REPUBLIKA.CO.ID, JAKARTA -- Presiden Susilo Bambang Yudhoyono (SBY) menyinggung mengenai pengadaan kendaraan dinas bagi menteri dan pejabat negara. Dikatakan, hal itu akan ditentukan pleh presiden terpilih.
Sementara Kementerian Sekretariat Negara hanya melakukan pengadaan sebagaimana aturan yang ada. Seperti yang dilakukan pada 2004 dan 2009.
"Dari jumlah kendaraan yang dianggap tepat dilakukan tender yang transparan dan akuntabel, mana yang paling murah dan menguntungkan tapi proper. Saya sudah sampaikan pada Pak Jokowi, bapak yang pilih, mensesneg juga sudah sampaikan, saya persilakan Pak Jokowi ambil keputusan nanti," katanya.
Namun, karena mendapat banyak penolakan, SBY memutuskan untuk menghentikan proses pengadaan tersebut.

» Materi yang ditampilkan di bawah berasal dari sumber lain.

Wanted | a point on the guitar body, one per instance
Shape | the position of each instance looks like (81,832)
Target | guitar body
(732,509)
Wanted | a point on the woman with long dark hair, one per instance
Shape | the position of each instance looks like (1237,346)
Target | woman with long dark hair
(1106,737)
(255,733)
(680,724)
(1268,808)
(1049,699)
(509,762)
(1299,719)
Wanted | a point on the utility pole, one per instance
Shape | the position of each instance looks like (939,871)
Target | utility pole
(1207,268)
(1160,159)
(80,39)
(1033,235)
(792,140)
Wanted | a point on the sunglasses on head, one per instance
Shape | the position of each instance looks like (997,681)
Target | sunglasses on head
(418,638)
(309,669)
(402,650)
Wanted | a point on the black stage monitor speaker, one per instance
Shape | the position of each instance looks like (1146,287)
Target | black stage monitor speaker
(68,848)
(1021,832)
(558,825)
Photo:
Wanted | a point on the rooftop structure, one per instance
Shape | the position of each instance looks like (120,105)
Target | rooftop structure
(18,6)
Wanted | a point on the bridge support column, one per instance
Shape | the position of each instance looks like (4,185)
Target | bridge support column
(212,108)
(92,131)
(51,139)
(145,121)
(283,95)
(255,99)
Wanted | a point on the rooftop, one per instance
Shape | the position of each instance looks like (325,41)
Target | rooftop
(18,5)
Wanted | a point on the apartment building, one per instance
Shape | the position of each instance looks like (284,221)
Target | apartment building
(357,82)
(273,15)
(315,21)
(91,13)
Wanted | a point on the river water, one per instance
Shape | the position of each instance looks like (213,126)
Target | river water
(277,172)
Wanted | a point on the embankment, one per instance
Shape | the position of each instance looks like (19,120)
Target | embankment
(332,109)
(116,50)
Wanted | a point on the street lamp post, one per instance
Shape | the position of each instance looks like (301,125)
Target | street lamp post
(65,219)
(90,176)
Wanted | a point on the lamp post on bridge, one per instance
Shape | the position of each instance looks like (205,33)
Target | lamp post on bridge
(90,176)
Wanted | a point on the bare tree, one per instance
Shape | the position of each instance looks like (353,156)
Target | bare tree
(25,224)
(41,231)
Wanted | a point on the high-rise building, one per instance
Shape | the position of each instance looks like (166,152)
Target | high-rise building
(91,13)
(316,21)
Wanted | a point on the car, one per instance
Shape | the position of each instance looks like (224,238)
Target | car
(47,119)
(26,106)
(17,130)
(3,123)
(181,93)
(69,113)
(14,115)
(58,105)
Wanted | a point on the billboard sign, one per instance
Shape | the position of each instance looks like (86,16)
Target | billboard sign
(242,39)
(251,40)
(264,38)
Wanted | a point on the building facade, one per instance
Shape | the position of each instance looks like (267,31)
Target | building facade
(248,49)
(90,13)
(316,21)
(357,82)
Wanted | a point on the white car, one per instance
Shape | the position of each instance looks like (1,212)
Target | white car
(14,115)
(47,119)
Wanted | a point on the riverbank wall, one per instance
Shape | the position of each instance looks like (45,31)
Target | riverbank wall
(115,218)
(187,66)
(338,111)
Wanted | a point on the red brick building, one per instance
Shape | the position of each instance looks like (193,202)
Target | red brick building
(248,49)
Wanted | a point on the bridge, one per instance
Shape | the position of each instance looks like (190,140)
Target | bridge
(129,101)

"Karena isunya menjadi berbeda. Dikatakan pemerintah ini boros dan tidak hemat. Maka saya setujui untuk hentikan proses pengadaan kendaraan itu, total. Karena belum ada transaksi apa pun dan silakan presiden dan pemerintah baru yang lakukan proses. Saya tidak mau diadu-adu dengan Pak Jokowi untuk isu ini," tegasnya.
"Untuk hindari pengertian yang berbeda diputuskan dihentikan proses itu," paparnya.
Presiden menambahkan, "Ada catatan untuk lengkapi penjelasan saya, tentang penghematan anggaran. Sebenarnya pemerintah dari tahun ke tahun sudah lakukan upaya penghematan pada tahun tertentu, bahkan dilakukan pemotongan anggaran."
Yang penting, kata dia, sebenarnya tidak ada niatan dan budaya pemerintahan untuk berboros-boros. Karenanya, ia mendukung jika pemerintahan Jokowi ingin melakukan penghematan.
"Yang saya lakukan dulu dari pemerintahan sebelumnya ada yang bisa saya hemat. Itu tidak perlu dihadap-hadapkan dengan kebijakan pemerintahan sebelumnya," tegas SBY.
Presiden menegaskan, "Kesimpulannya transisi harus terus berjalan dan menjadi tugas dan kewajiban moral saya untuk membantu presiden terpilih. Tantangan di masa depan tidak akan pernah ringan. Bagus kalau kita semua bantu pemerintahan mendatang."